If working with raw data in R, tidying the cases on string variables may be required where it is not necessarily required in a SQL
query. Of course, almost all raw data needs tidying to some degree, but it is important to know whether the programming
languages accounts for case with string variables. It is also important to know whether in the original data case did,
in fact, matter. Otherwise, your analysis may incorrectly assume equivalence between "b" and "B", for example, which
may not have been the intention of the person or system who created the data.

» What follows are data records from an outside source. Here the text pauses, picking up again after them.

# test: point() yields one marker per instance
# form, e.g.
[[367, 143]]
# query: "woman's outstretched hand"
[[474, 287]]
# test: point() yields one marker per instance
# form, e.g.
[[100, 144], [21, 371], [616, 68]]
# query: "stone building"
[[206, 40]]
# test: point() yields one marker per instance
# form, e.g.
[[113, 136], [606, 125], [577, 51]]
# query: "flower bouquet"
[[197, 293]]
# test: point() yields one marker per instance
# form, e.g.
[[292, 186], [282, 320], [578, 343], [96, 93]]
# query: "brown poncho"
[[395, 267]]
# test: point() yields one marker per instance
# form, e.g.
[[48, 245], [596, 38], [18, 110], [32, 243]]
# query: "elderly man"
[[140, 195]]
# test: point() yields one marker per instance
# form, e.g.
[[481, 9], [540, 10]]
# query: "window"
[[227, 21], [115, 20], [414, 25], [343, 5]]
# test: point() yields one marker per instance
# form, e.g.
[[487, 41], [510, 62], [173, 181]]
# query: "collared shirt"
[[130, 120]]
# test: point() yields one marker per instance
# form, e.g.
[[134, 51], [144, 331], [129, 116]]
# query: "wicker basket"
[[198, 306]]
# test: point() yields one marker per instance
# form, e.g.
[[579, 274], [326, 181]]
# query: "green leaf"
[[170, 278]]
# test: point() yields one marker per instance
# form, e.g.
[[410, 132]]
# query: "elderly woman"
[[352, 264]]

Boolean variables are used for programming logic. They have two possible values: True and False. Most programs involve checking conditions and performing tasks (or not performing tasks) based on whether one or more conditions are met. For example, imagine a Bank charges two different interest rates depending on a borrower's credit score. For a high credit customer with a credit score of at least 700, the bank will offer a more competitive rate of 3.5%. For those who do not meet that criterion, the rate is 4.0%. Imagine a system is designed to automatically assign the rate when the application is processed. This logic would involve:
Evaluating conditions and utilizing boolean variables are a critical component to programming more complex tasks and to answering more complex analytical questions.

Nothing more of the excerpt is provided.